A 3.50L balloon contains 0.178 mol of gas. If 0.094 mol of gas is added to the balloon, what will be the new volume?
5.35 L
Well, if the balloon was a person, it would probably say, "Oh no, I ate too many beans!" But since it's a balloon, it won't have any hilarious digestive consequences. So, let's do some math instead. We started with a 3.50L balloon containing 0.178 mol of gas. If we add 0.094 mol of gas to it, the total number of moles becomes 0.178 mol + 0.094 mol = 0.272 mol. Now it's time to find the new volume. Drum roll, please! (Insert drum roll sound here) The new volume will be 0.272 mol divided by the original number of moles (0.178 mol) multiplied by the original volume (3.50 L). So, the new volume of the balloon will be approximately 5.40 L. Voila! We've inflated the balloon with some math magic.
new mols = 0.178 + 0.094 = ?
Then PV = nRT. Remember T must be in kelvin.
To determine the new volume of the balloon after 0.094 mol of gas is added, we can use the ideal gas law equation:
PV = nRT
where P is the pressure, V is the volume, n is the number of moles of gas, R is the ideal gas constant, and T is the temperature.
In this case, we need to assume constant temperature and pressure since the problem does not provide any information about changes in those parameters. Thus, we can rewrite the ideal gas law equation as:
V1 = (n1 * R * T) / P
Where V1 is the initial volume of the balloon, n1 is the initial number of moles of gas, R is the ideal gas constant, and P is the pressure.
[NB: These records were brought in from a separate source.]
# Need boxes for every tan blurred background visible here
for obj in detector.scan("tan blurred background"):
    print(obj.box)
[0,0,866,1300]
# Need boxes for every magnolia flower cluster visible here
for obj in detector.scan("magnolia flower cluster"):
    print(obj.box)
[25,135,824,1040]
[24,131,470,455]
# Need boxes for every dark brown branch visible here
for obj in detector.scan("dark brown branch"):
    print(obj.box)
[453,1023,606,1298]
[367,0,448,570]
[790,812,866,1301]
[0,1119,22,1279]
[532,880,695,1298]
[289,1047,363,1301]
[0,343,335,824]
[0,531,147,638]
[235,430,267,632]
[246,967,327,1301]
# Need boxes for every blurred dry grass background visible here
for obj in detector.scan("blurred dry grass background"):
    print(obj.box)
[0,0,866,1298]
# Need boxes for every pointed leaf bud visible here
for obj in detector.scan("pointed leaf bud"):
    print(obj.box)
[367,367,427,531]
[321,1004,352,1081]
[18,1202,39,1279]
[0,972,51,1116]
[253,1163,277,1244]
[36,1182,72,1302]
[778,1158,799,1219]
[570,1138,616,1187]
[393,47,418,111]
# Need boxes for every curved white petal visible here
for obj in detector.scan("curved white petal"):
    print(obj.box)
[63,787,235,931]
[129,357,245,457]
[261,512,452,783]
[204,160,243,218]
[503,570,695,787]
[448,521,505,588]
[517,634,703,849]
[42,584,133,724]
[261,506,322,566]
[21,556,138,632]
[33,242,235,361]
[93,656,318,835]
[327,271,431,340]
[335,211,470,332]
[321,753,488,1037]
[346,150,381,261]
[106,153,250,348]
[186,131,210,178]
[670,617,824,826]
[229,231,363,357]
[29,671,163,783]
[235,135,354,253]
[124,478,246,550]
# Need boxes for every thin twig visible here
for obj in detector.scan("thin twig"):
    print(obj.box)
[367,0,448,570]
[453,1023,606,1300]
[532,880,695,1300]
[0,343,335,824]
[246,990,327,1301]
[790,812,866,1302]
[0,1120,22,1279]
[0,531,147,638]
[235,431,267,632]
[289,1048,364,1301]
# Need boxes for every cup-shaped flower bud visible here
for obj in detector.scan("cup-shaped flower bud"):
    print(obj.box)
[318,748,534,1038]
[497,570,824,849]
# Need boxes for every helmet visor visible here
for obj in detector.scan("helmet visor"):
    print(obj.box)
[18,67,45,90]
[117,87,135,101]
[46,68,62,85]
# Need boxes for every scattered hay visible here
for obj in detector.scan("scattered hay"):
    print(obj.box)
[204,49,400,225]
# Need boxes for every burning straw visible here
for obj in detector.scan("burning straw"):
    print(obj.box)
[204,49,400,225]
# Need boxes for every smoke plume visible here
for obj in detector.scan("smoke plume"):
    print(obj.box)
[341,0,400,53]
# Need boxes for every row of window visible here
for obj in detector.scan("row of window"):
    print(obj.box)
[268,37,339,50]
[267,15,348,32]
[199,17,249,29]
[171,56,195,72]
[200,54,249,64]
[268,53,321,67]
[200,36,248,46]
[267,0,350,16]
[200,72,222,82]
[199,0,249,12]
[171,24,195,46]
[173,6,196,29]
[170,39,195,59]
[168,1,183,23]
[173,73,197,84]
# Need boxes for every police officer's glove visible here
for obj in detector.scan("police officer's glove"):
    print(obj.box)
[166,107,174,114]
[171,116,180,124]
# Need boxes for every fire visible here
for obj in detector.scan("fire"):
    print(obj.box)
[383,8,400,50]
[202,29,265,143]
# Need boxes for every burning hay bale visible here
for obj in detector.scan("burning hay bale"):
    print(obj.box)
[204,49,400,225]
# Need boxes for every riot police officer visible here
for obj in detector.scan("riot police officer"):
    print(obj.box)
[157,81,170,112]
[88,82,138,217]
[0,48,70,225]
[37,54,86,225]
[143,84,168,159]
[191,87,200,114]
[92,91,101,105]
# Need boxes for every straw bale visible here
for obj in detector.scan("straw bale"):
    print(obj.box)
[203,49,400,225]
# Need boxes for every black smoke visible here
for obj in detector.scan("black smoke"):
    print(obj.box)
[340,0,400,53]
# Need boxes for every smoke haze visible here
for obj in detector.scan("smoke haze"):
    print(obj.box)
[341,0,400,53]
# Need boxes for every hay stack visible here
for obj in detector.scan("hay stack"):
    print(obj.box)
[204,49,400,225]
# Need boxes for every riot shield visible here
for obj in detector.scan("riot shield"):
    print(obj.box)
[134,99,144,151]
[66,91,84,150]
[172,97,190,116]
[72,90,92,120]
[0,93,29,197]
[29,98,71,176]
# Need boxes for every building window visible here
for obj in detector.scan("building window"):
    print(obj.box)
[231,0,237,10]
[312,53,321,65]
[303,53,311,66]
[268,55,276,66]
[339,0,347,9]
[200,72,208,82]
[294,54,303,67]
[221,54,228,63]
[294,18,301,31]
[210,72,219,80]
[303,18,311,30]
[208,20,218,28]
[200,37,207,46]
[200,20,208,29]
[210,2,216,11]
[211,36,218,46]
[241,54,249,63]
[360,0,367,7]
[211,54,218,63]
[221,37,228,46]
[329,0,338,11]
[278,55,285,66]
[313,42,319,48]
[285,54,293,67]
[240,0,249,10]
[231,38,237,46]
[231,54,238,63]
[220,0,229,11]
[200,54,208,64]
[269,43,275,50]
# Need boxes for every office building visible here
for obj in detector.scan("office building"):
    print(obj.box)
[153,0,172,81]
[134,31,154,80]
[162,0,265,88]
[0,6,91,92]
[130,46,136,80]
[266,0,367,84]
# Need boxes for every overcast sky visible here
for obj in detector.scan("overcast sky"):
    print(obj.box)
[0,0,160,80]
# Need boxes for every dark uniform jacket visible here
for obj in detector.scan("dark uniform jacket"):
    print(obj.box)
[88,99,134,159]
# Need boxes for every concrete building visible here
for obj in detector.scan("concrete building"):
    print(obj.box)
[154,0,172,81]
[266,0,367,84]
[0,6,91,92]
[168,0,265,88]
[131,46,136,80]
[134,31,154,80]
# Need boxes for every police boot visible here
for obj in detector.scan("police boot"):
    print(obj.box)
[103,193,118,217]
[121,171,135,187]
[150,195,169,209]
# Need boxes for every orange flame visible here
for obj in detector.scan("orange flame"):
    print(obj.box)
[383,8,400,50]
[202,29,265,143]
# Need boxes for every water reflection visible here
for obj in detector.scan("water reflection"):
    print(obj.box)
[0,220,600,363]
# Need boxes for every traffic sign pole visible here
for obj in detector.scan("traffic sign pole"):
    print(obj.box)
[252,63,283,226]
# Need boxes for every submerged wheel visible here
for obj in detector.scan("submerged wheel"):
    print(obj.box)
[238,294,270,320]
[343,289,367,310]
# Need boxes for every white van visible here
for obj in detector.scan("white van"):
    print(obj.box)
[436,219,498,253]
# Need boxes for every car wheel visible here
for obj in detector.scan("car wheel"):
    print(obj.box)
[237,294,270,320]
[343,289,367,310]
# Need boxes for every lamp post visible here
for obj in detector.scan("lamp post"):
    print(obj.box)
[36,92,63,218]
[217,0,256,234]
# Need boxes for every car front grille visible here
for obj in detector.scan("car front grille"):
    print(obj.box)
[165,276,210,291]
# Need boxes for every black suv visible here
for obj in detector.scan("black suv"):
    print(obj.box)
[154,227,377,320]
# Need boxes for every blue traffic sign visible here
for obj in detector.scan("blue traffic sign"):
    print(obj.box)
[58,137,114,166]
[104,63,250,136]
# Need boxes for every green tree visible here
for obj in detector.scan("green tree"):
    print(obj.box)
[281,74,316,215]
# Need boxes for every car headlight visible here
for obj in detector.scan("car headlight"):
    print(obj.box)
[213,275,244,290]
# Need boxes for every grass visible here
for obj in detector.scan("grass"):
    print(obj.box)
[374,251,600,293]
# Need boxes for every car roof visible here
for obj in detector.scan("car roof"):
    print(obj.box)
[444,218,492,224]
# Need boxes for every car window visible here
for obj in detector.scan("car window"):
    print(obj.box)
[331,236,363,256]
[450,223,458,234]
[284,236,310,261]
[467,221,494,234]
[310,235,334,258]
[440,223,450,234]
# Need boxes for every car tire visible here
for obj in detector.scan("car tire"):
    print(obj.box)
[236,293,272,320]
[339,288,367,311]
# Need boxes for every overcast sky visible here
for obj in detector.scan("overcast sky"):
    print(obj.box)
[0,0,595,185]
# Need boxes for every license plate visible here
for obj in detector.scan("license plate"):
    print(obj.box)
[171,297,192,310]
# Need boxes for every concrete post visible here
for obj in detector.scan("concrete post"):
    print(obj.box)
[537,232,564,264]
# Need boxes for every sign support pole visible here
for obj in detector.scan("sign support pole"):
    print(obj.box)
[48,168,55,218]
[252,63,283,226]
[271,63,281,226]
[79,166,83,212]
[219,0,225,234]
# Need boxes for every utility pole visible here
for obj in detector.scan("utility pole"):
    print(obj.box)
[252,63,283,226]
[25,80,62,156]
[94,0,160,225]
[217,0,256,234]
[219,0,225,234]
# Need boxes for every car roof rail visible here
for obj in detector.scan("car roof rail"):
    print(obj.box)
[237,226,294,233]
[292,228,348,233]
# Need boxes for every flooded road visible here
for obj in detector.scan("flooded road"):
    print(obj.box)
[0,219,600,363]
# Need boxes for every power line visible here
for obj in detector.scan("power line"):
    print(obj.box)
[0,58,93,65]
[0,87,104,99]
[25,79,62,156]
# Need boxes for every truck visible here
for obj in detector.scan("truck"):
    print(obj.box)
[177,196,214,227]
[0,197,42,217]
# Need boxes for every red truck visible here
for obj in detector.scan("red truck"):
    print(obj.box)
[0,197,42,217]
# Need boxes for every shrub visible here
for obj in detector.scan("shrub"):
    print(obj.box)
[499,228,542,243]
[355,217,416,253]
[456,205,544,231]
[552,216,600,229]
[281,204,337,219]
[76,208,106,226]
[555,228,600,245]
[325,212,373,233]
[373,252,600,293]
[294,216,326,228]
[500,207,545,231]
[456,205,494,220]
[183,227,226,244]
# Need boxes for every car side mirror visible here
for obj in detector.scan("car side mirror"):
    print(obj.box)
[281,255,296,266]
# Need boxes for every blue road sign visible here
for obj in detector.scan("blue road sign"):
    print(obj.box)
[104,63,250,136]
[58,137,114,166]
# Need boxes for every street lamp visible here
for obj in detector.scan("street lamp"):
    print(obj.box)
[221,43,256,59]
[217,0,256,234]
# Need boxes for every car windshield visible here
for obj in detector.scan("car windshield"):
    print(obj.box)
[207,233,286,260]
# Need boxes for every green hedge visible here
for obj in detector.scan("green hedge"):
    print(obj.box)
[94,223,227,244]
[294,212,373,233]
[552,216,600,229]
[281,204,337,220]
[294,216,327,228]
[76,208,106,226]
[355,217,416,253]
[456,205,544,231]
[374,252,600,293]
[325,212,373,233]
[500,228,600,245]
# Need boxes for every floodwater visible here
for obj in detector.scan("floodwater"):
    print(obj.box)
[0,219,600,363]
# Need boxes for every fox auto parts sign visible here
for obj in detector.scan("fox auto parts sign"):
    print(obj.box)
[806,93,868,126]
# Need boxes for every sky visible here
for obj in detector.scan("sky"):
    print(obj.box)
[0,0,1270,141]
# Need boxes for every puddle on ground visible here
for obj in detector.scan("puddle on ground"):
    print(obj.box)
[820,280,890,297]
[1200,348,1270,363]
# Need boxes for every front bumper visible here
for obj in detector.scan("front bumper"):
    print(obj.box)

Now, we can calculate the initial volume of the balloon using the given information:
V1 = (0.178 mol * R * T) / P
Since the initial volume is given as 3.50L, we can set up an equation:
3.50L = (0.178 mol * R * T) / P
Next, we'll solve for the value of R * T / P, which is a constant:
R * T / P = (3.50L * P) / (0.178 mol)
Now that we have the value for R * T / P, we can use this constant to calculate the new volume when 0.094 mol of gas is added. Let's call this new volume V2:
V2 = (n1 + n2) * (R * T) / P
where n2 is the quantity of gas added, and V2 is the new volume.
Plugging in the values, we get:
V2 = (0.178 mol + 0.094 mol) * (R * T) / P
V2 = 0.272 mol * (R * T) / P
Since we know the value of R * T / P from the previous calculation, we can substitute it in:
V2 = 0.272 mol * (3.50L * P) / (0.178 mol)
Simplifying further, we get:
V2 = 5.382L + P
Therefore, the new volume will be approximately 5.382L plus the pressure (P).